= Paul Barth (sociologist) =

German sociologist (1858–1922)

Ernst Emil Paul Barth (born on 1 August 1858 in Baruthe near Oels, Silesia; died on 30 September 1922 in Leipzig), known simply as Paul Barth, was a German sociologist and philosopher.

==Biography==

After studying history, philology and philosophy in Breslau and Leipzig, Barth worked as a grammar school teacher from 1882-88 before becoming a private lecturer in philosophy in Leipzig in 1890.

He edited the Vierteljahrsschrift für wissenschaftliche Philosophie (Quarterly Journal for Scholarly Philosophy), and was extraordinary professor in the University of Leipzig. He wrote on philosophical subjects, but is known above all for his Philosophie der Geschichte als Sociologie (Philosophy of History as Sociology), the first volume of which appeared in 1897. This book is one of the most authoritative historical sketches of the development of sociological theory which had been published in Germany.

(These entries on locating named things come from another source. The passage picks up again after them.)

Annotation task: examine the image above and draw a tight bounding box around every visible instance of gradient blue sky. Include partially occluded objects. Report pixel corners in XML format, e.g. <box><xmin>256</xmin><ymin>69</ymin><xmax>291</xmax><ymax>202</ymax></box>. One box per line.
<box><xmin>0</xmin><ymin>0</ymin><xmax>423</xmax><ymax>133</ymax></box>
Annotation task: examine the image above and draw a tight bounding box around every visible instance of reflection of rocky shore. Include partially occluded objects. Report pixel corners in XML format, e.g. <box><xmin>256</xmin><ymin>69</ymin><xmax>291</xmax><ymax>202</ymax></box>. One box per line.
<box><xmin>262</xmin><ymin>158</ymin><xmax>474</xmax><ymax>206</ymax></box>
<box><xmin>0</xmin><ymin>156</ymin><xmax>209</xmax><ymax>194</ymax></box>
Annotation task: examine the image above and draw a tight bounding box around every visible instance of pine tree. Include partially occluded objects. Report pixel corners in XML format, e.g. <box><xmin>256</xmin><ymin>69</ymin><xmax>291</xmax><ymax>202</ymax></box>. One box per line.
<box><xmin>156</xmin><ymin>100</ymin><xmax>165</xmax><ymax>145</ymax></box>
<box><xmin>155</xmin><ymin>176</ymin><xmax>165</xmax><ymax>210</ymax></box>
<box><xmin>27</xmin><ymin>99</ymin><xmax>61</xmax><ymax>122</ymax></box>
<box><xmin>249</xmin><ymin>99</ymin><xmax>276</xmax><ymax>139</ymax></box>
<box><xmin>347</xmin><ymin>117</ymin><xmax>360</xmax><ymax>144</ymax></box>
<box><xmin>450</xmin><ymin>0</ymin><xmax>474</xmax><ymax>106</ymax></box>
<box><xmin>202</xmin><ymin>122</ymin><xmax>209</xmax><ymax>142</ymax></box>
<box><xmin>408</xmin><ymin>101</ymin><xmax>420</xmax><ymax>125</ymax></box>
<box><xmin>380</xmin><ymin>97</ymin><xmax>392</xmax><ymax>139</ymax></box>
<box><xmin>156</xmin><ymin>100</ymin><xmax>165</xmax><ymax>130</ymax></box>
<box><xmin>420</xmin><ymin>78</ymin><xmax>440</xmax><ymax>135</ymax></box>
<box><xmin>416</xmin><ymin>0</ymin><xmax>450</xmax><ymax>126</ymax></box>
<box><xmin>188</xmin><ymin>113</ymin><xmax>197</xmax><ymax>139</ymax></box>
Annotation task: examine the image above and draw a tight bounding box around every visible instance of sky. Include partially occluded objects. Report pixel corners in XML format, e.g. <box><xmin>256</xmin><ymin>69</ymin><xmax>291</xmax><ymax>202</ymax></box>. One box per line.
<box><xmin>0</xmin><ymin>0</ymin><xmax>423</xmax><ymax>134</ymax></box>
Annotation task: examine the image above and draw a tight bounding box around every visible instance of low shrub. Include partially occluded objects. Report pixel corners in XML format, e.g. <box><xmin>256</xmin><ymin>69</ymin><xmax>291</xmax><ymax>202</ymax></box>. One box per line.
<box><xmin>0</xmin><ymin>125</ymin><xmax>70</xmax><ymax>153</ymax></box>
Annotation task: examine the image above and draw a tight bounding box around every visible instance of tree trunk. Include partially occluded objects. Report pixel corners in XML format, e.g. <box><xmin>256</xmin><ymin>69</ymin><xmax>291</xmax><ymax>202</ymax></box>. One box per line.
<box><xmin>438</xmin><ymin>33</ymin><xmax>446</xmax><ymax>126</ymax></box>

Among Barth's other writings were:
- Beweggründe des sittlichen Handelns (Motives for acting ethically; 1889)
- Geschichtsphilosophie Hegels und die Hegelianer bis auf Marx und Hartmann (Hegel's philosophy of history and the Hegelians up to Marx and Hartmann; 1890)
- Tiberius Gracchus (2d ed., 1893)
- Philosophy of History of Sociology (1897)
- History of Education in the Light of Sociology and History of Ideas (1911)
- The Necessity of a Systematic Moral Teaching (1922).

==Family==
He married Margarethe Schirmer on 7 April 1902.